Eye Movement Desensitization and Reprocessing (EMDR)

Eye Movement Desensitization and Reprocessing (EMDR) is a trauma therapy developed by psychologist Dr. Francine Shapiro in 1987.

EMDR practitioner believes that at the time of a traumatic event, you are so overwhelmed with negative emotions, your memory network fails to integrate and process this event. This moment becomes “frozen in time.” Later when triggered by a similar image, smell, sound, and feelings, you will be reliving the traumatic experience all over again, which can interfere with your daily functioning, change your belief system and the world around you, and impact how you relate to others. For example, you were humiliated in front of the whole class by a classmate when you failed to give the right answer. You saw other kids whispering and laughing at you. In that moment, you felt stupid, mortified, and ashamed. A belief took root: I am stupid. Today when you make a presentation for your client, the same feelings are triggered when you see a few people in the audience exchanging comments and laughing. You cannot continue your speech as you are overwhelmed by sense of shame, and inadequacy. 

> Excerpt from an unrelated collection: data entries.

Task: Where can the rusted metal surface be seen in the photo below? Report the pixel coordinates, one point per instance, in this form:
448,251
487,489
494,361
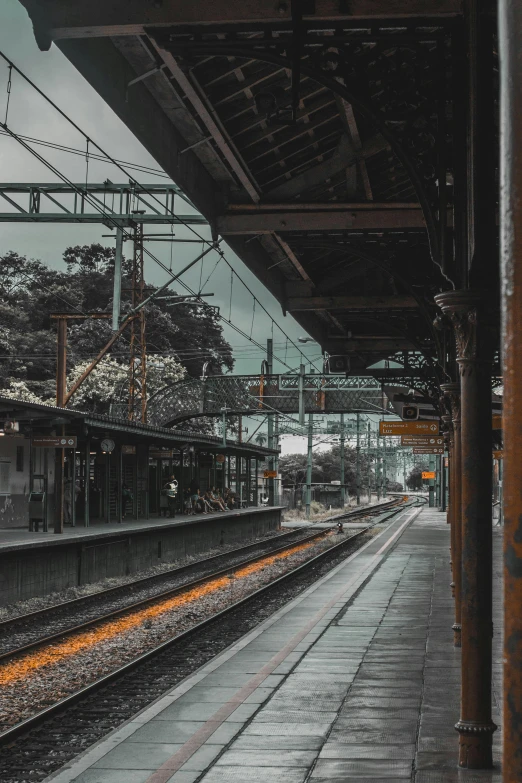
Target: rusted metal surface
474,337
510,26
449,443
452,392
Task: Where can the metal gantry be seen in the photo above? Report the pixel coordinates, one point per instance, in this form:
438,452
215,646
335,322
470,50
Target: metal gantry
107,203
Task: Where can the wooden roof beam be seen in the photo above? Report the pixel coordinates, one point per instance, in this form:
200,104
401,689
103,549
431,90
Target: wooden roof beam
320,217
55,19
366,303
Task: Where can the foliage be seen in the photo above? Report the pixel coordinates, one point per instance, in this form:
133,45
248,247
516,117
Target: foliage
326,467
414,479
18,390
184,336
108,382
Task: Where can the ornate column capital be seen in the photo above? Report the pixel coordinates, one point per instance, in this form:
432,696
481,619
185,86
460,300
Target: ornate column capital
452,393
447,430
474,326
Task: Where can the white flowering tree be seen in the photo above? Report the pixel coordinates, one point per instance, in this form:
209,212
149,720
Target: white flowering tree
109,381
18,390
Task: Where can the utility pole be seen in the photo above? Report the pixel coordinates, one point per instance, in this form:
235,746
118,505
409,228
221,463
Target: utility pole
301,393
224,411
116,295
369,462
138,351
431,482
271,482
384,469
358,463
309,465
276,459
343,490
378,467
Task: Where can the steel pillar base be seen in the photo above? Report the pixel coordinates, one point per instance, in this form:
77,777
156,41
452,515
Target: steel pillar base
457,634
475,744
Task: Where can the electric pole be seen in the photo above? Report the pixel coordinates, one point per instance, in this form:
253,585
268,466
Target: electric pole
343,491
138,350
271,482
358,463
384,468
309,465
369,462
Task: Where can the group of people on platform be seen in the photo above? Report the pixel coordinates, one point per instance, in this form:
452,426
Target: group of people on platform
197,502
194,500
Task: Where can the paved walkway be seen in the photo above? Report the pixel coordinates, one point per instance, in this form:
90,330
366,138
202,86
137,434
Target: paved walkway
355,680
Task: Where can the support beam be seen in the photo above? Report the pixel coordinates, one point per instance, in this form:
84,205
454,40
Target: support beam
452,393
57,19
474,339
343,157
320,217
351,303
343,345
510,45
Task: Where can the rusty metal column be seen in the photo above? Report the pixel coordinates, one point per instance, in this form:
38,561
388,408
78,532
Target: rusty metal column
510,44
448,440
61,362
466,311
452,392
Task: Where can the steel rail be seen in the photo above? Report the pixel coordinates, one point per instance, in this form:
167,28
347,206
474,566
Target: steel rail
6,625
142,603
40,717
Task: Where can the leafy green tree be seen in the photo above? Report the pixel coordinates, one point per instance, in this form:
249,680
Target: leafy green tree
188,335
414,479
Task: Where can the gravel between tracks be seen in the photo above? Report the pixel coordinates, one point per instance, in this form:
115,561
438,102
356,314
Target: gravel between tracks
80,591
32,681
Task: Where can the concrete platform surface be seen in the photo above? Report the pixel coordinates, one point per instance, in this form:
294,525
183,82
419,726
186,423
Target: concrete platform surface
355,680
15,538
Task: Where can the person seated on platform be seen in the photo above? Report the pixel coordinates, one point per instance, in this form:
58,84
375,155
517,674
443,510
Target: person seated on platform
230,498
215,499
197,505
126,497
187,502
171,490
210,503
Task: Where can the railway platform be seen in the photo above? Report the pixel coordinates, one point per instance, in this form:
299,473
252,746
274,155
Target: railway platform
34,564
356,679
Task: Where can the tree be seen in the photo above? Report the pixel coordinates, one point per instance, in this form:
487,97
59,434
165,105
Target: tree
326,467
187,336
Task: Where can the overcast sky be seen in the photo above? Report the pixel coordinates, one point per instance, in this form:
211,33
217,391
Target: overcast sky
30,115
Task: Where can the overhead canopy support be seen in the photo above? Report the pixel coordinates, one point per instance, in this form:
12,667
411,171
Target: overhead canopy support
319,217
97,18
351,303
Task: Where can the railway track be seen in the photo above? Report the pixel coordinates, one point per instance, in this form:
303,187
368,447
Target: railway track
67,727
25,632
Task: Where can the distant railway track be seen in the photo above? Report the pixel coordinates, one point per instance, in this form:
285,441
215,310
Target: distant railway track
24,632
93,710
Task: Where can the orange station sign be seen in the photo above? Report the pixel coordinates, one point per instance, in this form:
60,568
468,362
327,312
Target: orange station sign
408,428
422,441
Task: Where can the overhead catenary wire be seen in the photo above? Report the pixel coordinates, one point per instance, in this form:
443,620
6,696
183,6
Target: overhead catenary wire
152,195
146,251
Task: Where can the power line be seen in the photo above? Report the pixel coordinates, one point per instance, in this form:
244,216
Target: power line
152,195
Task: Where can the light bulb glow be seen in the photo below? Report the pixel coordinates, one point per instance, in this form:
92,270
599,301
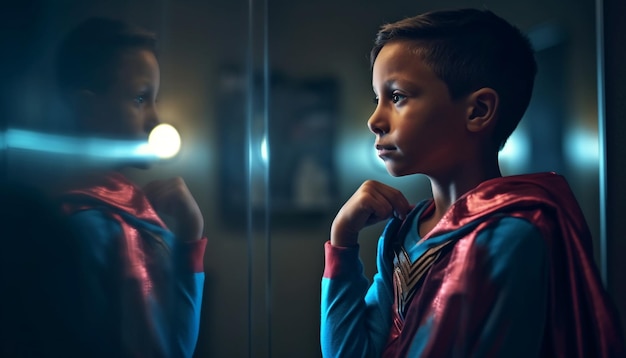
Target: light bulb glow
164,141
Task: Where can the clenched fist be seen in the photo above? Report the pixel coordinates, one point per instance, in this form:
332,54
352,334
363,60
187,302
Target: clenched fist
172,197
371,203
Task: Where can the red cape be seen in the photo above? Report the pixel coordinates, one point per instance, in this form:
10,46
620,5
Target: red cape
582,320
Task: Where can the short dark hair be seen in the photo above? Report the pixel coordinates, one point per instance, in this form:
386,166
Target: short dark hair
471,49
87,55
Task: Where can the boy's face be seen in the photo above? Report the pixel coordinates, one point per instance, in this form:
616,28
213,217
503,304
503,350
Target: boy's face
418,127
127,108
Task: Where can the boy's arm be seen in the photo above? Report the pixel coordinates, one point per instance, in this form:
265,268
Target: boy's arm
502,311
187,296
355,319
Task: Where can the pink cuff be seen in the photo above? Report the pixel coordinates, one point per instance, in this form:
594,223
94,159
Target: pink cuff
339,260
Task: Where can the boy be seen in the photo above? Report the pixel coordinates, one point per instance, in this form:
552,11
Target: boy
143,282
491,265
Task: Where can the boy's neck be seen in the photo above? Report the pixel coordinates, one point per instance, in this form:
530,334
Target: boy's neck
446,191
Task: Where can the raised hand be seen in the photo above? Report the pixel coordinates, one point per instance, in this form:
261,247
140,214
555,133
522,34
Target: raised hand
172,197
371,203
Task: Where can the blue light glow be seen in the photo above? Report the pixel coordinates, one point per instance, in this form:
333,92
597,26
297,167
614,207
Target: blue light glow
84,147
582,148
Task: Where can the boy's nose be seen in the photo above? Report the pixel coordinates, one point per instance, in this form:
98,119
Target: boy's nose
376,124
152,120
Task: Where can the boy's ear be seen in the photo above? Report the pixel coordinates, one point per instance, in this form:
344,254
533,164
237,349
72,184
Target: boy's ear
482,109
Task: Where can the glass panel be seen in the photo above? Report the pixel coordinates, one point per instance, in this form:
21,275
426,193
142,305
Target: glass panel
204,50
321,149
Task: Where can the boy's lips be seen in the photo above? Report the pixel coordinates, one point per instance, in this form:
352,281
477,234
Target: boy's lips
384,149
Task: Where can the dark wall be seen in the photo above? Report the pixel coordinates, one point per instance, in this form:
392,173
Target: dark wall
615,112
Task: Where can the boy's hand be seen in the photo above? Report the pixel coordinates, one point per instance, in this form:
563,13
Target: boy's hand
371,203
172,197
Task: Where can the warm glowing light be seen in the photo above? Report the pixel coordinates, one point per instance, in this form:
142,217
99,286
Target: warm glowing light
164,141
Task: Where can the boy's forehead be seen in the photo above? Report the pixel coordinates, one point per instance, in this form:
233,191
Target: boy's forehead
137,65
398,60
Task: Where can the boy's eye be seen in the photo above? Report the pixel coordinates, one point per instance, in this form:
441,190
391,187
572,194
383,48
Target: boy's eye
395,97
140,99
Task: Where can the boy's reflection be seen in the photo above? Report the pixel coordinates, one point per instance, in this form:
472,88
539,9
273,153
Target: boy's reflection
144,281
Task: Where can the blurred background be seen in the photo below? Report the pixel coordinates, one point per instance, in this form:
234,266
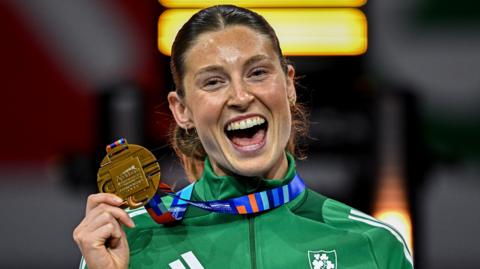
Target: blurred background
395,118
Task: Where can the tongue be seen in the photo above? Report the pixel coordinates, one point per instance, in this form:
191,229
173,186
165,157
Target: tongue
249,140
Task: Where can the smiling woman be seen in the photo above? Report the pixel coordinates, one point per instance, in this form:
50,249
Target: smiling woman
235,111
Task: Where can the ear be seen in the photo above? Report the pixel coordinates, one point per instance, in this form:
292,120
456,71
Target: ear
180,111
291,91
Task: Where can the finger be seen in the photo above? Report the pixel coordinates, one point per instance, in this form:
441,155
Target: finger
104,213
102,198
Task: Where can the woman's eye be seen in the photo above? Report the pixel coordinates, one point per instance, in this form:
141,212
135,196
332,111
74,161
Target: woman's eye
212,82
258,73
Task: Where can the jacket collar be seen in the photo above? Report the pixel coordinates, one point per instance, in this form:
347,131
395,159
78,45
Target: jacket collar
213,187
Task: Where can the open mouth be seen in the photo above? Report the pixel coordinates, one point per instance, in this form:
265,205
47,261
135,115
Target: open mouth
247,134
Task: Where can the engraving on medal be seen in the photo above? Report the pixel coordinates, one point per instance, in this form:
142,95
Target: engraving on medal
131,172
128,178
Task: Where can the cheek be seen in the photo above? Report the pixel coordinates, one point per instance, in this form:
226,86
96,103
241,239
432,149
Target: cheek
206,111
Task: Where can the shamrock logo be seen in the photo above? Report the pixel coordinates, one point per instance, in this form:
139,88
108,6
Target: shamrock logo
322,259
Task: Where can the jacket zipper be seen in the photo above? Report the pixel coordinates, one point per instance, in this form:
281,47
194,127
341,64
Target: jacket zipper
253,251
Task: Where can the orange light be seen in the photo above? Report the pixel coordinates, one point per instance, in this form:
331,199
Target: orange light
400,220
265,3
301,31
391,205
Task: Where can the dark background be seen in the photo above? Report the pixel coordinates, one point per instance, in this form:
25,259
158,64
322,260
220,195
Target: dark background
76,75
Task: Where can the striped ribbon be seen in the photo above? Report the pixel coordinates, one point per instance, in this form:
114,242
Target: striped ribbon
247,204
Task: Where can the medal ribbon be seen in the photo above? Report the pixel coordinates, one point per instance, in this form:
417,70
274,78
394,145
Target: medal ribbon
247,204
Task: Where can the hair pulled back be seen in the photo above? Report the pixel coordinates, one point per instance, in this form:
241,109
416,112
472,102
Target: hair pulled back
186,143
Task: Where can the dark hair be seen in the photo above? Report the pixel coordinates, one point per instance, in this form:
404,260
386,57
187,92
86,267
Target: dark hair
186,143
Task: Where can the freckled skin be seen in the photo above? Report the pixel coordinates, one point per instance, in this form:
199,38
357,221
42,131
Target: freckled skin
235,72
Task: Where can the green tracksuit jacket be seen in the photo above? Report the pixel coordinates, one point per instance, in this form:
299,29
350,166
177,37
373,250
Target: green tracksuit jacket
311,232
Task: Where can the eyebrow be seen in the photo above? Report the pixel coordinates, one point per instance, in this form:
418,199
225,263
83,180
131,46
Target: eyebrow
219,68
256,58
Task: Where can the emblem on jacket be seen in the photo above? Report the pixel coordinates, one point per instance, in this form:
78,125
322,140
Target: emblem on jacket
323,259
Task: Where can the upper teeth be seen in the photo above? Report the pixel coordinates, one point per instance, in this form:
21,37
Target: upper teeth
246,123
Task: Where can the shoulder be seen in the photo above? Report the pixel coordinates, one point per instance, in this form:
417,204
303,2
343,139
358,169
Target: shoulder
387,244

EMDR therapy appears to work by directly affecting the brain and “unfreezing” the traumatic memories, allowing you to resolve them. 

Over time, you’re able to work through the disturbing memories and associated feelings, until you are able to think about the event without reliving it. The memory is still there, but it is less upsetting. Taking the same example, EMDR can help you to integrate the memory with a new belief: Teenagers can be cruel and I am fine as the way I am. You will no longer be triggered when you see people whispering while you are making a speech.

EMDR is shown to be an effective treatment for trauma, PTSD, anxiety, and panic.